Southern Gothic Literature
To Kill A Mockingbird by Harper Lee
A lawyer's advice to his children as he defends the real mockingbird of Harper Lee's classic novel—a black man charged with the rape of a white girl. Through the young eyes of Scout and Jem Finch, Harper Lee explores with rich humor and unswerving honesty the irrationality of adult attitudes toward race and class in the Deep South of the 1930's. The conscience of a town steeped in prejudice, violence, and hypocrisy is pricked by the stamina and quiet heroism of one man's struggle for justice—but the weight of history will only tolerate so much.
Crooked Letter, Crooked Letter by Tom Franklin
A powerful and resonant novel from Tom Franklin--critically acclaimed author of "Smonk" and "Hell at the Breech"--"Crooked Letter, Crooked Letter" tells the riveting story of two boyhood friends, torn apart by circumstance, who are brought together again by a terrible crime in a small Mississippi town.
Beloved by Toni Morrison
It is the story--set in post-Civil War Ohio--of Sethe, an escaped slave who has risked death in order to wrench herself from a living death; who has lost a husband and buried a child; who has borne the unthinkable and not gone mad: a woman of "iron eyes and backbone to match." Sethe lives in a small house on the edge of town with her daughter, Denver, her mother-in-law, Baby Suggs, and a disturbing, mesmerizing intruder who calls herself Beloved.
Miss Jane by Brad Watson
Inspired by the true story of his own great-aunt, he explores the life of Miss Jane Chisolm, born in rural, early-twentieth-century Mississippi with a genital birth defect that would stand in the way of the central "uses" for a woman in that time and place--namely, sex and marriage. From the country doctor who adopts Jane to the hard tactile labor of farm life, from the highly erotic world of nature around her to the boy who loved but was forced to leave her, the world of Miss Jane Chisolm is anything but barren.
Child Of God by Cormac McCarthy
Falsely accused of rape, Lester Ballard is released from jail, and a trip to the dry-goods store, an errand to the blacksmith, and other incidents are transformed into scenes of the comic and the grotesque.
A Good Man Is Hard To Find And Other Stories by Flannery O’Connor
The collection that established O'Connor's reputation as one of the American masters of the short story.
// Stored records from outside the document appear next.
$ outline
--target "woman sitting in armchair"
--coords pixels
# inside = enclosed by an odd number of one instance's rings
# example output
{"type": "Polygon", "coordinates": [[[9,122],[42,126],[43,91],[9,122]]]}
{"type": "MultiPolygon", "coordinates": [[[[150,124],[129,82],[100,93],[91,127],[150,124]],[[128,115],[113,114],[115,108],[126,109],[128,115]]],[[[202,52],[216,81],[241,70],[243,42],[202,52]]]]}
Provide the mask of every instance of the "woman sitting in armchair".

The volume contains the celebrated title story, a tale of the murderous fugitive The Misfit, as well as "The Displaced Person" and eight other stories.
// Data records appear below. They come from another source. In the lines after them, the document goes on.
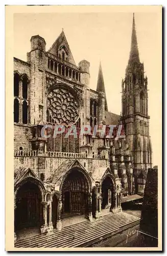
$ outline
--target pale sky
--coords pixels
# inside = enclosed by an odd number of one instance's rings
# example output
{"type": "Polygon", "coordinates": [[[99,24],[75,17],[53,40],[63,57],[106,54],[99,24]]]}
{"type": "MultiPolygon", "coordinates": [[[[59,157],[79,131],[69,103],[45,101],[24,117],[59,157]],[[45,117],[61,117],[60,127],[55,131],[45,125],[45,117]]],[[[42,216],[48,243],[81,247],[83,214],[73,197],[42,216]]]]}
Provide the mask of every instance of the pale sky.
{"type": "MultiPolygon", "coordinates": [[[[140,59],[148,78],[154,165],[161,161],[161,18],[159,13],[135,13],[140,59]]],[[[26,61],[31,37],[37,34],[45,39],[48,50],[63,28],[77,66],[83,59],[90,62],[90,88],[93,90],[101,60],[108,110],[120,114],[121,82],[129,58],[132,19],[132,12],[15,14],[14,57],[26,61]]]]}

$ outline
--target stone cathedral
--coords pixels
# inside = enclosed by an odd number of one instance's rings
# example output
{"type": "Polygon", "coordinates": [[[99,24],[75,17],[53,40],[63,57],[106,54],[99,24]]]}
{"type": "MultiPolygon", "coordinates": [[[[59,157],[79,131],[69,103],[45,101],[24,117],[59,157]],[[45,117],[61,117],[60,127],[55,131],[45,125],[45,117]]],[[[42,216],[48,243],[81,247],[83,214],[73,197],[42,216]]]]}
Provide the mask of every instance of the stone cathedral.
{"type": "MultiPolygon", "coordinates": [[[[108,109],[101,64],[94,91],[89,62],[76,64],[63,31],[48,51],[39,35],[30,41],[27,61],[14,58],[15,231],[30,226],[41,233],[61,230],[62,218],[69,215],[91,221],[103,209],[121,211],[123,197],[144,193],[152,167],[148,79],[134,16],[129,60],[120,81],[121,115],[108,109]],[[45,138],[41,131],[48,124],[66,129],[75,124],[78,134],[88,124],[115,125],[114,134],[122,125],[125,136],[116,139],[90,133],[67,138],[62,133],[45,138]]],[[[45,132],[52,133],[49,129],[45,132]]]]}

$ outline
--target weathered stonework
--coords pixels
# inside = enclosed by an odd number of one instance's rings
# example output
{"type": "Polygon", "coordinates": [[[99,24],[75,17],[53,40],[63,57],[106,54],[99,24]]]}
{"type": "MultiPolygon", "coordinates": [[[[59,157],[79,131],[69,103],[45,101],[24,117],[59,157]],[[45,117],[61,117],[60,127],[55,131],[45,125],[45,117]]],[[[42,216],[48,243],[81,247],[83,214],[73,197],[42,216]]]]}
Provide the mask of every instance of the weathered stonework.
{"type": "Polygon", "coordinates": [[[40,36],[32,36],[31,43],[27,62],[14,58],[15,210],[19,212],[20,191],[25,186],[22,193],[30,205],[33,193],[39,202],[38,221],[43,233],[52,231],[53,225],[60,230],[61,215],[66,212],[84,213],[91,221],[101,216],[102,207],[120,211],[122,196],[137,193],[138,188],[141,192],[138,175],[145,177],[152,165],[150,117],[147,80],[133,46],[118,116],[108,111],[101,65],[95,91],[90,89],[89,62],[84,60],[76,65],[63,31],[48,52],[40,36]],[[137,81],[138,75],[142,76],[142,82],[141,76],[137,81]],[[145,95],[141,99],[141,92],[145,95]],[[115,139],[116,130],[113,138],[41,136],[44,125],[58,123],[67,128],[74,123],[78,132],[84,125],[123,124],[121,135],[125,136],[115,139]],[[28,194],[27,184],[34,192],[28,194]]]}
Sing, Unburied, Sing: A Novel by Jesmyn Ward
Living with his grandparents and toddler sister on a Gulf Coast farm, Jojo navigates the challenges of his tormented mother's addictions and his grandmother's terminal cancer before the release of his father from prison prompts a road trip of danger and hope.
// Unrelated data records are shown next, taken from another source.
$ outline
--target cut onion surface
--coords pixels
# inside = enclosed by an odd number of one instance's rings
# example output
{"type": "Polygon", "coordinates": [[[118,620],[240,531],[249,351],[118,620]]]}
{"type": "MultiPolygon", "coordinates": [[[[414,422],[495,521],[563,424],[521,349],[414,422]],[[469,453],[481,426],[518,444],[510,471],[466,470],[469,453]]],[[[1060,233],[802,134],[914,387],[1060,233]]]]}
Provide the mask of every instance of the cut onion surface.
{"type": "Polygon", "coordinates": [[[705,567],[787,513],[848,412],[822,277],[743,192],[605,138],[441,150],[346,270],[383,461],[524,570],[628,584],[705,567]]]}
The Heart Is A Lonely Hunter by Carson McCullers
At its center is the deaf-mute John Singer, who becomes the confidant for various types of misfits in a Georgia mill town during the 1930's. Each one yearns for escape from small town life. When Singer's mute companion goes insane, Singer moves into the Kelly house, where Mick Kelly, the book's heroin, finds solace in her music.
As I Lay Dying by William Faulkner
"As I Lay Dying" is Faulkner's harrowing account of the Bundren family's odyssey across the Mississippi countryside to bury Addie, their wife and mother. Narrated in turn by each of the family members--including Addie herself--as well as others the novel ranges in mood, from dark comedy to the deepest pathos. Considered one of the most influential novels in American fiction in structure, style, and drama, "As I Lay Dying" is a true 20th-century classic.